I. Introduction:
Used to describe the properties of the derivative of a function in an interval. This theorem shows that if a function is differentiable in an interval, its derivative will take all the values between the values of the derivative at the end of the interval.
Specifically, let the function f(x) be continuous in the closed interval [a, b] and differentiable in the open interval (a, b). Then for any c between f'(a) and f'(b), there is a point x0 in the open interval (a, b) that makes f' (x0) = c.
Second, the derivative:
Derivative is an important concept in calculus, which is used to describe the rate of change or slope of a function at a certain point. It is the instantaneous rate of change of a function at each point, which is usually expressed as the derivative of the function f(x) to the independent variable x, and is recorded as f'(x) or dy/dx.
If the derivative of the function f(x) exists at a certain point x0, then the derivative can be expressed by the following limit definition:
[f '(x _ 0)= \ lim _ { h \ to 0 } \ frac { f(x _ 0+h)-f(x _ 0)} { h }]

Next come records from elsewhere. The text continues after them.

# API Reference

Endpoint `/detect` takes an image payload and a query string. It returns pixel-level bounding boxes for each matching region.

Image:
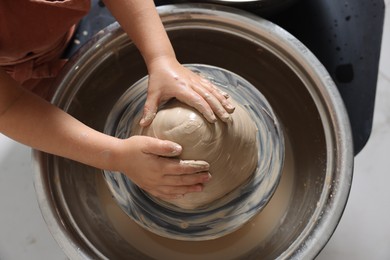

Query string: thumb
[139,94,158,127]
[143,138,183,157]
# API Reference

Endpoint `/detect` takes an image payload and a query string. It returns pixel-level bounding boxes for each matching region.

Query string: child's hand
[140,57,234,126]
[117,136,211,199]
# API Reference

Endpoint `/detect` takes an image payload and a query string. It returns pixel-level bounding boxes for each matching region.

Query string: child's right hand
[115,136,211,199]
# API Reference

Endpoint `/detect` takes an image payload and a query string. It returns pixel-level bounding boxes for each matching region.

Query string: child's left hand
[140,57,234,126]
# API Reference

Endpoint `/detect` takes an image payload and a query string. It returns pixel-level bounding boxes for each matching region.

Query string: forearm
[0,68,120,170]
[104,0,175,66]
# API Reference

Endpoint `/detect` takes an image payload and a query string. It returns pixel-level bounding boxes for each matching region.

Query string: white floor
[0,0,390,260]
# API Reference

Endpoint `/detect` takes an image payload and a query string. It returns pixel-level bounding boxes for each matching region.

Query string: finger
[142,136,183,157]
[139,94,159,127]
[201,78,235,114]
[177,91,217,123]
[192,85,230,122]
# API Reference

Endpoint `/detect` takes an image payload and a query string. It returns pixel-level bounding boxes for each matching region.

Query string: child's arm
[0,68,209,198]
[104,0,234,126]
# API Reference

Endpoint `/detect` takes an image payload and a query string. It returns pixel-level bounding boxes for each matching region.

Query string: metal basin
[34,5,353,259]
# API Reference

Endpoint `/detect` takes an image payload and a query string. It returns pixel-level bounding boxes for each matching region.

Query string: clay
[133,97,258,210]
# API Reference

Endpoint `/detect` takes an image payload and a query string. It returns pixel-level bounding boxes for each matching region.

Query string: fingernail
[172,144,182,154]
[226,103,236,111]
[218,89,230,98]
[192,185,203,192]
[221,113,230,122]
[180,160,210,170]
[203,173,211,182]
[210,114,217,123]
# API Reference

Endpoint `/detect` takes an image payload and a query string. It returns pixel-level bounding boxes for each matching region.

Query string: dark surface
[66,0,385,154]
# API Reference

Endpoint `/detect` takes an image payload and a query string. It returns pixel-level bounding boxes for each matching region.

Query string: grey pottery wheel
[104,64,284,241]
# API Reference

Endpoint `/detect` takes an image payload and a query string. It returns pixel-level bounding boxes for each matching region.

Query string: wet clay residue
[133,97,258,209]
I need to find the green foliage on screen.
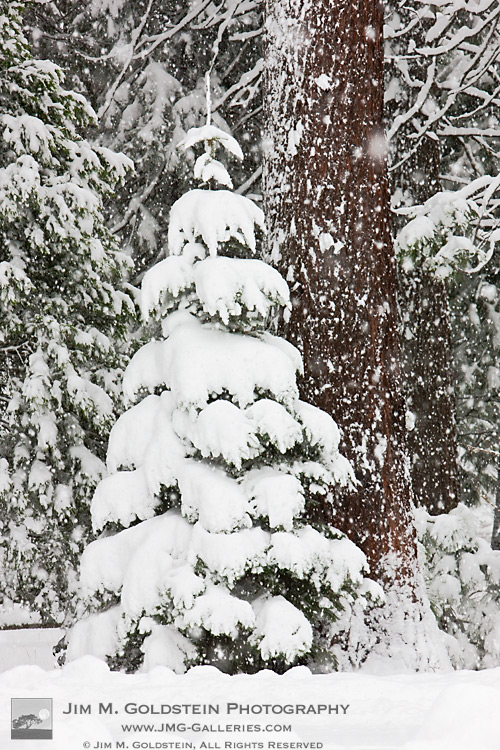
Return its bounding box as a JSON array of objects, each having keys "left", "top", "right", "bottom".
[{"left": 0, "top": 0, "right": 135, "bottom": 622}]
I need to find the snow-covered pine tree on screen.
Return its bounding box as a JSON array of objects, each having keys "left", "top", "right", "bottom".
[
  {"left": 0, "top": 0, "right": 134, "bottom": 622},
  {"left": 68, "top": 124, "right": 380, "bottom": 673},
  {"left": 26, "top": 0, "right": 263, "bottom": 269}
]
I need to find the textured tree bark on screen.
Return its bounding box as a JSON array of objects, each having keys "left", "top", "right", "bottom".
[
  {"left": 393, "top": 63, "right": 459, "bottom": 514},
  {"left": 264, "top": 0, "right": 416, "bottom": 586},
  {"left": 401, "top": 269, "right": 459, "bottom": 514}
]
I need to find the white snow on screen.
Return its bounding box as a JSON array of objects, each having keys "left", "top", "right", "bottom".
[
  {"left": 178, "top": 125, "right": 243, "bottom": 160},
  {"left": 0, "top": 648, "right": 500, "bottom": 750},
  {"left": 168, "top": 190, "right": 265, "bottom": 255},
  {"left": 123, "top": 318, "right": 298, "bottom": 409}
]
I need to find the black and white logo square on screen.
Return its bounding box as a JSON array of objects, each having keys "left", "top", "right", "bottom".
[{"left": 10, "top": 698, "right": 52, "bottom": 740}]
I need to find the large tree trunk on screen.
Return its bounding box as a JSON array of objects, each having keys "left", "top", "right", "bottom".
[
  {"left": 391, "top": 36, "right": 459, "bottom": 514},
  {"left": 264, "top": 0, "right": 416, "bottom": 585}
]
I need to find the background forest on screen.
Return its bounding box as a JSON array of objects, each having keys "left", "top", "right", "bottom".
[{"left": 0, "top": 0, "right": 500, "bottom": 672}]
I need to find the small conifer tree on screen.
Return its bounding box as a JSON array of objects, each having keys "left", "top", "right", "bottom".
[
  {"left": 68, "top": 124, "right": 378, "bottom": 673},
  {"left": 0, "top": 0, "right": 134, "bottom": 622}
]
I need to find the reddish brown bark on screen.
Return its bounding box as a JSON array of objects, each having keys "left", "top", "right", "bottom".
[{"left": 264, "top": 0, "right": 416, "bottom": 582}]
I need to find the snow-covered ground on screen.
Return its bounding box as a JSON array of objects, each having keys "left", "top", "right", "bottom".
[{"left": 0, "top": 630, "right": 500, "bottom": 750}]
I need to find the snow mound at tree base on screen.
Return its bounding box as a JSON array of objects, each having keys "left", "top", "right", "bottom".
[{"left": 0, "top": 657, "right": 500, "bottom": 750}]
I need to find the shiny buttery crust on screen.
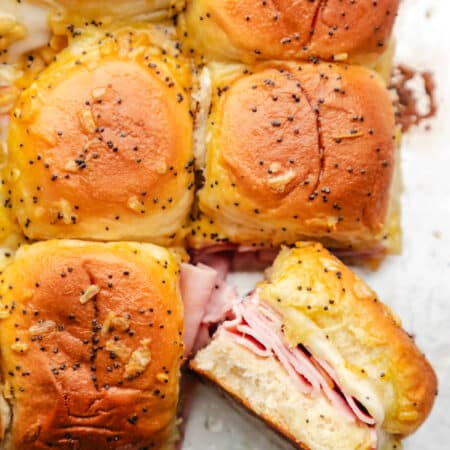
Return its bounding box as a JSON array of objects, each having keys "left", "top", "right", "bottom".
[
  {"left": 7, "top": 26, "right": 193, "bottom": 245},
  {"left": 0, "top": 241, "right": 183, "bottom": 450},
  {"left": 259, "top": 243, "right": 437, "bottom": 436},
  {"left": 189, "top": 62, "right": 398, "bottom": 253},
  {"left": 37, "top": 0, "right": 185, "bottom": 21},
  {"left": 180, "top": 0, "right": 400, "bottom": 64}
]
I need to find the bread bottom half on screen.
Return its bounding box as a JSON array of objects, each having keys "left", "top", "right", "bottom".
[{"left": 190, "top": 333, "right": 401, "bottom": 450}]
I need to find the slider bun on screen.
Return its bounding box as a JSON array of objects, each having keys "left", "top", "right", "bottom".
[
  {"left": 181, "top": 0, "right": 400, "bottom": 64},
  {"left": 190, "top": 333, "right": 389, "bottom": 450},
  {"left": 191, "top": 63, "right": 396, "bottom": 253},
  {"left": 259, "top": 243, "right": 437, "bottom": 436},
  {"left": 7, "top": 27, "right": 193, "bottom": 245},
  {"left": 0, "top": 241, "right": 183, "bottom": 450}
]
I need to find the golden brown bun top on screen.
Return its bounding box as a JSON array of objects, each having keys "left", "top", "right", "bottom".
[
  {"left": 0, "top": 241, "right": 183, "bottom": 450},
  {"left": 181, "top": 0, "right": 400, "bottom": 63},
  {"left": 259, "top": 242, "right": 437, "bottom": 435},
  {"left": 195, "top": 63, "right": 395, "bottom": 250},
  {"left": 8, "top": 27, "right": 193, "bottom": 244}
]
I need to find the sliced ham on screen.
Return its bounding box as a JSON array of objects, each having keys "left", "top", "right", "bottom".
[
  {"left": 180, "top": 264, "right": 217, "bottom": 355},
  {"left": 218, "top": 293, "right": 376, "bottom": 428},
  {"left": 190, "top": 242, "right": 279, "bottom": 271},
  {"left": 180, "top": 255, "right": 238, "bottom": 356}
]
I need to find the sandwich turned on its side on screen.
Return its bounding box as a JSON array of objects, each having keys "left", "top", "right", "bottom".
[{"left": 190, "top": 243, "right": 437, "bottom": 450}]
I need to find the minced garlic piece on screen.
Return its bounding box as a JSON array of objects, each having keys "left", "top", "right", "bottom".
[
  {"left": 155, "top": 161, "right": 167, "bottom": 175},
  {"left": 11, "top": 342, "right": 28, "bottom": 353},
  {"left": 128, "top": 195, "right": 145, "bottom": 213},
  {"left": 3, "top": 381, "right": 13, "bottom": 400},
  {"left": 92, "top": 88, "right": 106, "bottom": 100},
  {"left": 267, "top": 169, "right": 295, "bottom": 192},
  {"left": 333, "top": 53, "right": 348, "bottom": 61},
  {"left": 305, "top": 216, "right": 339, "bottom": 230},
  {"left": 80, "top": 284, "right": 100, "bottom": 305},
  {"left": 28, "top": 320, "right": 56, "bottom": 335},
  {"left": 64, "top": 159, "right": 80, "bottom": 173},
  {"left": 156, "top": 372, "right": 169, "bottom": 383},
  {"left": 102, "top": 311, "right": 130, "bottom": 335},
  {"left": 269, "top": 162, "right": 282, "bottom": 173},
  {"left": 105, "top": 339, "right": 131, "bottom": 362},
  {"left": 50, "top": 199, "right": 77, "bottom": 225},
  {"left": 125, "top": 339, "right": 152, "bottom": 377}
]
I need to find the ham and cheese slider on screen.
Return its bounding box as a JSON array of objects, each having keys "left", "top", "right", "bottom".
[
  {"left": 0, "top": 240, "right": 184, "bottom": 450},
  {"left": 180, "top": 0, "right": 400, "bottom": 75},
  {"left": 6, "top": 25, "right": 194, "bottom": 245},
  {"left": 190, "top": 243, "right": 437, "bottom": 450},
  {"left": 189, "top": 62, "right": 400, "bottom": 264}
]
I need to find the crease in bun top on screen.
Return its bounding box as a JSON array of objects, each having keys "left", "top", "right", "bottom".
[
  {"left": 180, "top": 0, "right": 400, "bottom": 72},
  {"left": 6, "top": 24, "right": 194, "bottom": 245},
  {"left": 190, "top": 242, "right": 437, "bottom": 450},
  {"left": 0, "top": 240, "right": 184, "bottom": 450},
  {"left": 189, "top": 62, "right": 400, "bottom": 262}
]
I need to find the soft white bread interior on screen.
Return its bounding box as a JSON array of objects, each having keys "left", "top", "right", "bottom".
[{"left": 191, "top": 333, "right": 401, "bottom": 450}]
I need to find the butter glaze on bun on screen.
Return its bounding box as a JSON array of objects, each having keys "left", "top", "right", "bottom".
[
  {"left": 38, "top": 0, "right": 185, "bottom": 20},
  {"left": 190, "top": 63, "right": 398, "bottom": 255},
  {"left": 181, "top": 0, "right": 400, "bottom": 64},
  {"left": 0, "top": 241, "right": 184, "bottom": 450},
  {"left": 7, "top": 27, "right": 193, "bottom": 244}
]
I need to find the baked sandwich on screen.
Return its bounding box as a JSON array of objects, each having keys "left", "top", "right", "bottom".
[
  {"left": 0, "top": 241, "right": 184, "bottom": 450},
  {"left": 190, "top": 243, "right": 437, "bottom": 450},
  {"left": 180, "top": 0, "right": 400, "bottom": 77},
  {"left": 189, "top": 62, "right": 400, "bottom": 264},
  {"left": 6, "top": 24, "right": 194, "bottom": 245}
]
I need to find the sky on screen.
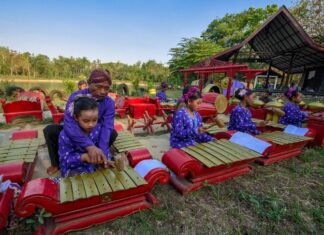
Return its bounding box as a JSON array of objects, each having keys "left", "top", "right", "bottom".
[{"left": 0, "top": 0, "right": 292, "bottom": 64}]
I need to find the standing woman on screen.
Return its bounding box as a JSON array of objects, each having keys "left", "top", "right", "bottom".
[
  {"left": 279, "top": 87, "right": 307, "bottom": 127},
  {"left": 170, "top": 87, "right": 214, "bottom": 148},
  {"left": 228, "top": 88, "right": 265, "bottom": 135}
]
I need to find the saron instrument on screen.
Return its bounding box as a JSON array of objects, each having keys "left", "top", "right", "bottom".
[
  {"left": 162, "top": 139, "right": 262, "bottom": 194},
  {"left": 0, "top": 139, "right": 40, "bottom": 183},
  {"left": 15, "top": 160, "right": 169, "bottom": 234}
]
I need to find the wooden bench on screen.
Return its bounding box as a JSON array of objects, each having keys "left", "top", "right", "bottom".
[
  {"left": 162, "top": 140, "right": 261, "bottom": 194},
  {"left": 1, "top": 98, "right": 43, "bottom": 123},
  {"left": 0, "top": 130, "right": 39, "bottom": 184},
  {"left": 15, "top": 160, "right": 169, "bottom": 234},
  {"left": 45, "top": 96, "right": 64, "bottom": 124}
]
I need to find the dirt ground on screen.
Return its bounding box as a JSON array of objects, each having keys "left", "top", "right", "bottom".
[{"left": 0, "top": 120, "right": 324, "bottom": 234}]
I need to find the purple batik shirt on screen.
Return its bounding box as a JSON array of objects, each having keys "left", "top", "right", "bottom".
[
  {"left": 228, "top": 104, "right": 260, "bottom": 135},
  {"left": 170, "top": 107, "right": 214, "bottom": 148},
  {"left": 156, "top": 90, "right": 168, "bottom": 102},
  {"left": 59, "top": 124, "right": 101, "bottom": 177},
  {"left": 279, "top": 102, "right": 306, "bottom": 127},
  {"left": 64, "top": 89, "right": 115, "bottom": 159}
]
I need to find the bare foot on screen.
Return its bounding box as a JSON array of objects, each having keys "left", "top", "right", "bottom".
[{"left": 46, "top": 166, "right": 58, "bottom": 175}]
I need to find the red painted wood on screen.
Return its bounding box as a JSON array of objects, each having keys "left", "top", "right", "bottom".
[
  {"left": 15, "top": 168, "right": 169, "bottom": 234},
  {"left": 0, "top": 161, "right": 29, "bottom": 184},
  {"left": 0, "top": 188, "right": 14, "bottom": 229},
  {"left": 127, "top": 148, "right": 152, "bottom": 167},
  {"left": 11, "top": 130, "right": 38, "bottom": 140},
  {"left": 114, "top": 123, "right": 124, "bottom": 132},
  {"left": 197, "top": 103, "right": 217, "bottom": 118},
  {"left": 307, "top": 112, "right": 324, "bottom": 147},
  {"left": 1, "top": 98, "right": 43, "bottom": 123}
]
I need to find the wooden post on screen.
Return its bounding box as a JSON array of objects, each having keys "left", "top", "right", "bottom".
[
  {"left": 226, "top": 70, "right": 234, "bottom": 100},
  {"left": 285, "top": 54, "right": 295, "bottom": 87},
  {"left": 183, "top": 72, "right": 188, "bottom": 88},
  {"left": 199, "top": 73, "right": 205, "bottom": 93},
  {"left": 265, "top": 60, "right": 272, "bottom": 88}
]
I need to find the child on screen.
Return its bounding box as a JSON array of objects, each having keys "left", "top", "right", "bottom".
[
  {"left": 59, "top": 96, "right": 114, "bottom": 177},
  {"left": 78, "top": 80, "right": 88, "bottom": 90},
  {"left": 260, "top": 90, "right": 272, "bottom": 104},
  {"left": 170, "top": 87, "right": 214, "bottom": 148},
  {"left": 156, "top": 82, "right": 168, "bottom": 102},
  {"left": 228, "top": 88, "right": 265, "bottom": 135},
  {"left": 279, "top": 88, "right": 306, "bottom": 127}
]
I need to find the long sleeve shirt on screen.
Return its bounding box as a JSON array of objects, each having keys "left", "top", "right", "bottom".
[
  {"left": 228, "top": 105, "right": 260, "bottom": 135},
  {"left": 279, "top": 102, "right": 306, "bottom": 127},
  {"left": 170, "top": 108, "right": 214, "bottom": 148},
  {"left": 59, "top": 124, "right": 101, "bottom": 177},
  {"left": 64, "top": 89, "right": 115, "bottom": 159}
]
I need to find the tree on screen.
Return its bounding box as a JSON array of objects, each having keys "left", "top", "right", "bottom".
[
  {"left": 291, "top": 0, "right": 324, "bottom": 45},
  {"left": 169, "top": 38, "right": 222, "bottom": 73},
  {"left": 201, "top": 5, "right": 278, "bottom": 48}
]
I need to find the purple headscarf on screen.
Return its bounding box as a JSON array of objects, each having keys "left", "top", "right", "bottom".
[
  {"left": 161, "top": 82, "right": 168, "bottom": 89},
  {"left": 180, "top": 86, "right": 199, "bottom": 102}
]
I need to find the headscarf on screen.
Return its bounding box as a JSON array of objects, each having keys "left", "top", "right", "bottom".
[
  {"left": 286, "top": 87, "right": 297, "bottom": 99},
  {"left": 161, "top": 82, "right": 168, "bottom": 89},
  {"left": 180, "top": 86, "right": 199, "bottom": 102}
]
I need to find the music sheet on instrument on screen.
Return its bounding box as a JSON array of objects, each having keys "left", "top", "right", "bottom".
[
  {"left": 230, "top": 132, "right": 271, "bottom": 154},
  {"left": 284, "top": 125, "right": 308, "bottom": 136}
]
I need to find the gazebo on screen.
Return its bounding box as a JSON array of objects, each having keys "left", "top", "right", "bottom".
[{"left": 180, "top": 6, "right": 324, "bottom": 94}]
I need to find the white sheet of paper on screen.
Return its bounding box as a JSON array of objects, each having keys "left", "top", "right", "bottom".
[
  {"left": 134, "top": 159, "right": 167, "bottom": 178},
  {"left": 284, "top": 125, "right": 308, "bottom": 136},
  {"left": 230, "top": 132, "right": 271, "bottom": 154}
]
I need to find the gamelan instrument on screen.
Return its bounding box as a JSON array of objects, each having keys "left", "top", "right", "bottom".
[
  {"left": 307, "top": 112, "right": 324, "bottom": 147},
  {"left": 210, "top": 129, "right": 315, "bottom": 165},
  {"left": 0, "top": 139, "right": 39, "bottom": 183},
  {"left": 113, "top": 129, "right": 152, "bottom": 167},
  {"left": 162, "top": 139, "right": 262, "bottom": 194},
  {"left": 15, "top": 160, "right": 169, "bottom": 234}
]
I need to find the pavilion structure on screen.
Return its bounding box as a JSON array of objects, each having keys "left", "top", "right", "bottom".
[{"left": 180, "top": 6, "right": 324, "bottom": 95}]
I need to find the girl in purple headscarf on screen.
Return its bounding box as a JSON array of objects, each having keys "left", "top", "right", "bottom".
[
  {"left": 170, "top": 87, "right": 214, "bottom": 148},
  {"left": 228, "top": 88, "right": 265, "bottom": 135},
  {"left": 156, "top": 82, "right": 168, "bottom": 102},
  {"left": 59, "top": 96, "right": 114, "bottom": 177},
  {"left": 279, "top": 87, "right": 307, "bottom": 127}
]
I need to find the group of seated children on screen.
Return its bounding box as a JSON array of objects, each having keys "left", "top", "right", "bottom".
[
  {"left": 49, "top": 69, "right": 306, "bottom": 177},
  {"left": 170, "top": 87, "right": 306, "bottom": 148}
]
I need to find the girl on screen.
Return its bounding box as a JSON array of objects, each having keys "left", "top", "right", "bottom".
[
  {"left": 59, "top": 96, "right": 114, "bottom": 177},
  {"left": 228, "top": 88, "right": 265, "bottom": 135},
  {"left": 170, "top": 87, "right": 214, "bottom": 148},
  {"left": 279, "top": 88, "right": 306, "bottom": 127},
  {"left": 156, "top": 82, "right": 168, "bottom": 102}
]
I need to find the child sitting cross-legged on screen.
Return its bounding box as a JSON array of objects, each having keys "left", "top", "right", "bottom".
[{"left": 59, "top": 96, "right": 115, "bottom": 177}]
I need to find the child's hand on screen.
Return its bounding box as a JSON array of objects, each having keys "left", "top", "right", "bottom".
[
  {"left": 257, "top": 120, "right": 266, "bottom": 127},
  {"left": 104, "top": 160, "right": 116, "bottom": 168},
  {"left": 81, "top": 153, "right": 91, "bottom": 163},
  {"left": 198, "top": 127, "right": 206, "bottom": 134},
  {"left": 86, "top": 146, "right": 106, "bottom": 164}
]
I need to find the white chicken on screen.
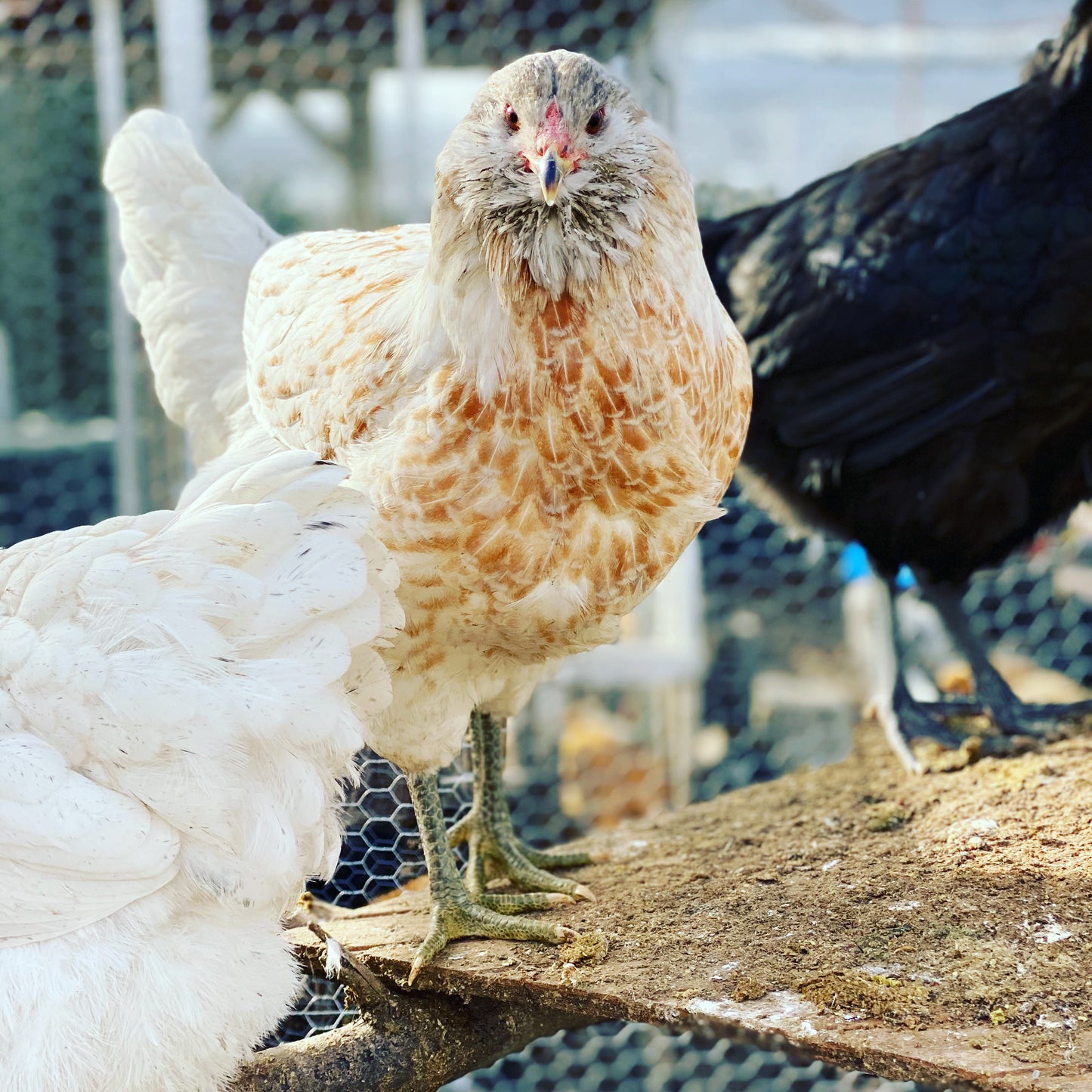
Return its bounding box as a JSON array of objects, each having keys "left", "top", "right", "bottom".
[
  {"left": 0, "top": 451, "right": 402, "bottom": 1092},
  {"left": 104, "top": 50, "right": 750, "bottom": 981}
]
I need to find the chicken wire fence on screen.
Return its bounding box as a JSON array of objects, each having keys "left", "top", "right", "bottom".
[{"left": 0, "top": 0, "right": 1092, "bottom": 1092}]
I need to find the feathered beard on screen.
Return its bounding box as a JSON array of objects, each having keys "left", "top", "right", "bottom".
[{"left": 456, "top": 145, "right": 654, "bottom": 299}]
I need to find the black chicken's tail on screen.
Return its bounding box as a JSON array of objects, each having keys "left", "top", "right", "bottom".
[{"left": 1024, "top": 0, "right": 1092, "bottom": 99}]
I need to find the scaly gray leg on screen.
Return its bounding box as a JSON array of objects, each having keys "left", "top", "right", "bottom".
[
  {"left": 447, "top": 710, "right": 593, "bottom": 914},
  {"left": 407, "top": 773, "right": 577, "bottom": 985}
]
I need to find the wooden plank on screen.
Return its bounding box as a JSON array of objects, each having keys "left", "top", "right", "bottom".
[{"left": 292, "top": 729, "right": 1092, "bottom": 1092}]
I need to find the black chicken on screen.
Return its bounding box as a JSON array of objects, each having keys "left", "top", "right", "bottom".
[{"left": 702, "top": 0, "right": 1092, "bottom": 769}]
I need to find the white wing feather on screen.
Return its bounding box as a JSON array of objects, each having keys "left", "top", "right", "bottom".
[
  {"left": 0, "top": 450, "right": 402, "bottom": 947},
  {"left": 103, "top": 110, "right": 280, "bottom": 466},
  {"left": 0, "top": 733, "right": 180, "bottom": 947}
]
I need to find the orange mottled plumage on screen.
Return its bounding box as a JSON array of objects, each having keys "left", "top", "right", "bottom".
[{"left": 108, "top": 51, "right": 750, "bottom": 771}]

Where x0 is a point and h is a real number close to zero.
The concept and properties of derivative;
First, the geometric meaning of derivative:
The derivative of a function at a certain point is equal to the slope of the tangent of the curve at that point, which describes the instantaneous rate of change of the function at that point.
Second, the sign of the derivative:
If the derivative is positive, it means that the function is increasing at this point; If the derivative is negative, the function decreases at this point; If the derivative is zero, it means that the function obtains local extremum at this point.
Third, the calculation rules of derivative:
There are a series of derivative calculation rules, such as constant rule, power rule, sum and difference rule, product rule, quotient rule, etc., which are used to calculate the derivative of complex functions.
Fourth, the higher derivative:
Besides the first derivative, we can also define the second derivative, the third derivative and so on. , which represents the derivative of the derivative of the function and describes the acceleration of the function.
Five, the application of derivative:
Derivatives are widely used in many fields, such as physics, engineering, economy and so on. It can be used to solve optimization problems, draw curves, calculate speed and acceleration, etc.